Despite his realism about generative AI’s current creative limitations, Goyal believes its integration into Web Pilot is an ideal use case for the technology.

“We feel AI might not be great at creating something from scratch. But it could be really, really good [at] repurposing a blog article into a Facebook ad or repurposing a customer quote into a Google ad,” he said.

A marketer doesn’t have the bandwidth to do that kind of constant iteration quickly enough at scale, he said. Nor is it particularly fulfilling work to have to slightly rework the same ad copy or image over and over again after writing it the first time, at least in Goyal’s opinion as a former marketer himself. (He spent three years at Nestle’s R&D Centre in India and sold his previous startup, a women’s health care product company called andMe, to India-based D2C holding company GlobalBees in 2021.)

“We don’t take away your job,” Goyal said of Fibr’s platform. “We basically take away your operational hassle.”

Speaking of operations: While Fibr has enterprise clients in both North America and India, it’s designed for “any consumer company doing lead generation,” particularly those targeting new customers who spend a lot on their first purchases. These customers often cost more to acquire, but it’s worth it because they have a higher overall lifetime value.

For smaller companies, Fibr’s unusual business model may also help reduce costs. Instead of a flat subscription rate, it charges users for “credits,” the first 100 of which are free upon signing up. These credits can be spent on actions within the platform, the idea being that you only pay when you’re using the tool and not for the time when you aren’t.
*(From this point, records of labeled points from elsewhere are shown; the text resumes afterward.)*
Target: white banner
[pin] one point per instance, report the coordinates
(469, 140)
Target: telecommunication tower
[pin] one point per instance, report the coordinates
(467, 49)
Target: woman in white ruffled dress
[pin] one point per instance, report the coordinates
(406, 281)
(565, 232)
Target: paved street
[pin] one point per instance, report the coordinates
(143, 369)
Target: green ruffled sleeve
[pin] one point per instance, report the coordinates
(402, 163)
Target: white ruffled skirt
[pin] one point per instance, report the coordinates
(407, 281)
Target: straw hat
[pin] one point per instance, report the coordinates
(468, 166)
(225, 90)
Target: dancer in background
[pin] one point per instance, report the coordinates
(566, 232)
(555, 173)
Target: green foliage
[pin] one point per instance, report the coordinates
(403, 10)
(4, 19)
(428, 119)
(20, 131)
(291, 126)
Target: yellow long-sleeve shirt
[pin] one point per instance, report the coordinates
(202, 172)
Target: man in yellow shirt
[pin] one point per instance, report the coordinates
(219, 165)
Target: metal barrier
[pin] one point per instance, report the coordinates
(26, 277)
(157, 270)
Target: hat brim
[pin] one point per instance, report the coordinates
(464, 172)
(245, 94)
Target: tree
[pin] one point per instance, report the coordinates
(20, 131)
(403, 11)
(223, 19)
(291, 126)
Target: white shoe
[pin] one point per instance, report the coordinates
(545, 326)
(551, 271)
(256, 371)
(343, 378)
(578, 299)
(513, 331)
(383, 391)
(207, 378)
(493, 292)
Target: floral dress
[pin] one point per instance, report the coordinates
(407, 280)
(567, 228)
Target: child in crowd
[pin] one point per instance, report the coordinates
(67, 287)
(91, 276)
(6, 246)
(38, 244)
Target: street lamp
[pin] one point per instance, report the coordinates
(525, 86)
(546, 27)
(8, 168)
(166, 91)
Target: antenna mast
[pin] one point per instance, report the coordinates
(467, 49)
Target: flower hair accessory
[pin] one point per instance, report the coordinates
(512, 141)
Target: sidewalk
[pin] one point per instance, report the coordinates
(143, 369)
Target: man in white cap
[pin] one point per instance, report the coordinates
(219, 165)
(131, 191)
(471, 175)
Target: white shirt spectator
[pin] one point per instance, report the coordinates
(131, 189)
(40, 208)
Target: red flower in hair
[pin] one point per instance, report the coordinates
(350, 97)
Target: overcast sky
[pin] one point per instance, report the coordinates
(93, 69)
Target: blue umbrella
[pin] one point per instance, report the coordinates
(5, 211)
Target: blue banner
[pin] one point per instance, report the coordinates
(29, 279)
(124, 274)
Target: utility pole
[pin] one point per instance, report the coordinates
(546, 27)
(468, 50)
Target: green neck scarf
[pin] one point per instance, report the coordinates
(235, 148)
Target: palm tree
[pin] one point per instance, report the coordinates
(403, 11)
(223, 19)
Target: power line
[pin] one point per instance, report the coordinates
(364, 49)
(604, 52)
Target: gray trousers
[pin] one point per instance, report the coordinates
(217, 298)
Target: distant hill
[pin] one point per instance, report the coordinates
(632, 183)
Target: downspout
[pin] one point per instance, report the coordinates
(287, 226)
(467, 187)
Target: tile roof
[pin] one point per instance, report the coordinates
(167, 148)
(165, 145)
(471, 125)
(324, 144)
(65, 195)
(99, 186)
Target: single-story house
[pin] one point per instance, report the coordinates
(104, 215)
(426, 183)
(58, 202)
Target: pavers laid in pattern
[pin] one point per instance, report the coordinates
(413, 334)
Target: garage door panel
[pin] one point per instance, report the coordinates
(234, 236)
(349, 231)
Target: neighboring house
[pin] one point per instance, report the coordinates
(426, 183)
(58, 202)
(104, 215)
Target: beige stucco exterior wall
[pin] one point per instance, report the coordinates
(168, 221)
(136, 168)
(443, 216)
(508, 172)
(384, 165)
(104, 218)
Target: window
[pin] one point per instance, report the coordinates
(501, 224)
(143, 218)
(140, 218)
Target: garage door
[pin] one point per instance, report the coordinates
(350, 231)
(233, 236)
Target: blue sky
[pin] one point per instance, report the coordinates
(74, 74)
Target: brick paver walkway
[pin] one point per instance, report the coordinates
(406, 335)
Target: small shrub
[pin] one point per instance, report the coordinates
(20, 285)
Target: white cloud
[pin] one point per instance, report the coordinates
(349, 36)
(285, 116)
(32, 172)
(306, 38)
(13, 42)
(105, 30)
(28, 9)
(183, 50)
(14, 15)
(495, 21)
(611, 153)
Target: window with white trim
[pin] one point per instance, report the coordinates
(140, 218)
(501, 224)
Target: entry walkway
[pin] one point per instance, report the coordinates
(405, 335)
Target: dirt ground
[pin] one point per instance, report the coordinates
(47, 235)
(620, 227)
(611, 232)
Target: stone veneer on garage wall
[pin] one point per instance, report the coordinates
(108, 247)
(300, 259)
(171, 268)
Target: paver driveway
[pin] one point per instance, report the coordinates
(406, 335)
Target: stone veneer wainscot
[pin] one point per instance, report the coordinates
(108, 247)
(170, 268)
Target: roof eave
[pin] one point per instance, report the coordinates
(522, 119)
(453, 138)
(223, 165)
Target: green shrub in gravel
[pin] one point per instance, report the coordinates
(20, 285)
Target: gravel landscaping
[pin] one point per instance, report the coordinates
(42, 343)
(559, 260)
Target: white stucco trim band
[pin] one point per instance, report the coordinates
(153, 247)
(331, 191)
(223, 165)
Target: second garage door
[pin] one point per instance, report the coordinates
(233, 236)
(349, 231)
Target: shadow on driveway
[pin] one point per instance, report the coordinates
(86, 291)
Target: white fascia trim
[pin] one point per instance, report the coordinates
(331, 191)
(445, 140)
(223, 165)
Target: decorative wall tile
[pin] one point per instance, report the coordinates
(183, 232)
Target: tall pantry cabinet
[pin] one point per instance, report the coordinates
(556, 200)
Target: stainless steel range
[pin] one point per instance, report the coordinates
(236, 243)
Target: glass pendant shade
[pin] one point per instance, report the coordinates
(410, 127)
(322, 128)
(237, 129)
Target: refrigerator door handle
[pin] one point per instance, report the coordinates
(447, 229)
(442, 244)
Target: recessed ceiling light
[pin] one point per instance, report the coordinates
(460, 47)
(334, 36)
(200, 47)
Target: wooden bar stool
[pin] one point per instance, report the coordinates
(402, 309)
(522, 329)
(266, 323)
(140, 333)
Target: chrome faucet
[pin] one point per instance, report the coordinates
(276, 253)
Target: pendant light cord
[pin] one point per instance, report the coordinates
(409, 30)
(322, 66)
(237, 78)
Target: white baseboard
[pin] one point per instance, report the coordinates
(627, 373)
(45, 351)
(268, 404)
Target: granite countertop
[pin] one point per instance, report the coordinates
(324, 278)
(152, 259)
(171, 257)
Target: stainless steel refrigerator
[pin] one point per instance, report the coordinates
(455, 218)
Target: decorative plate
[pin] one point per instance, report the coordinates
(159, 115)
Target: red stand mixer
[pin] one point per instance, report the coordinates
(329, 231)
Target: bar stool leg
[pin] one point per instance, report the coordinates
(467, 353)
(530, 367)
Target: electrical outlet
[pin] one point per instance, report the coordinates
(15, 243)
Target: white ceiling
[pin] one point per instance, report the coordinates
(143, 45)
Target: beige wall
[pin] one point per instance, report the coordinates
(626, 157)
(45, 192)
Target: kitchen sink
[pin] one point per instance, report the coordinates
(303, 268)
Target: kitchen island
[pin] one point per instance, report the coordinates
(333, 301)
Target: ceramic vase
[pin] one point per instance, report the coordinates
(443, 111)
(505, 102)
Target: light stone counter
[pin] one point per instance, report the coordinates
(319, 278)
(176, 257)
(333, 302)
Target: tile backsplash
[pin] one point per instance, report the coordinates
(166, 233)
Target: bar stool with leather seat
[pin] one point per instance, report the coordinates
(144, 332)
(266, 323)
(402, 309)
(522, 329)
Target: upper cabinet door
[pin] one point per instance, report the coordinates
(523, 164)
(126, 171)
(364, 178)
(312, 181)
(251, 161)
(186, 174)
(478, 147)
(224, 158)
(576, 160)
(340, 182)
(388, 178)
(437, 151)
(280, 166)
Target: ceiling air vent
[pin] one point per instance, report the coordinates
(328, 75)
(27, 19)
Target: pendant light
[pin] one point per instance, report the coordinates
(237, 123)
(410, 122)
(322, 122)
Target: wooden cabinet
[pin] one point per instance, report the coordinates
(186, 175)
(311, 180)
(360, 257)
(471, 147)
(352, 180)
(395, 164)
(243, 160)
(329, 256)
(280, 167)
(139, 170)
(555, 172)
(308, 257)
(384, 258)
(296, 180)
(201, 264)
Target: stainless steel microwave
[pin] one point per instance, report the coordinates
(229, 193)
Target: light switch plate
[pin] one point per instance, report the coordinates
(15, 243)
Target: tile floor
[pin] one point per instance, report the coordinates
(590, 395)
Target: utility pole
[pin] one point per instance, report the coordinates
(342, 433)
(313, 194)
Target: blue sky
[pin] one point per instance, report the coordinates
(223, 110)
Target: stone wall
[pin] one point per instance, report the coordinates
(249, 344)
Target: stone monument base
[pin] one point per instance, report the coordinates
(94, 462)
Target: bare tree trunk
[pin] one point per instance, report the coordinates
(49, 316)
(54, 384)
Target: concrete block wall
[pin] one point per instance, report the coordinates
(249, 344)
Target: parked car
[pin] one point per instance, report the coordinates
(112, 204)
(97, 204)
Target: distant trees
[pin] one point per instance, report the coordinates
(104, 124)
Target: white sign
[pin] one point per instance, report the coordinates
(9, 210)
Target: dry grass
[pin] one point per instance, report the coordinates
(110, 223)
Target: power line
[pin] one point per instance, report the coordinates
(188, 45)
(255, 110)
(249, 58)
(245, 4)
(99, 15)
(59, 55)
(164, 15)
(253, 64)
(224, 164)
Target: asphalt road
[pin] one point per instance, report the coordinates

As Fibr acquires more customers, it plans to use its $1.8 million in funding to expand its business strategy on a global scale, as well as hire more staff and generate new client leads.

But is Fibr raising money in the middle of an AI bubble that will eventually – or perhaps shortly – pop? Since Fibr’s goal is reducing CAC and increasing conversion rates, and the tech is supplemental to that mission, Goyal views the company as insulated from a potential market downturn.

“AI is an enabler,” Goyal said. “It’s not a core proposition of our product.”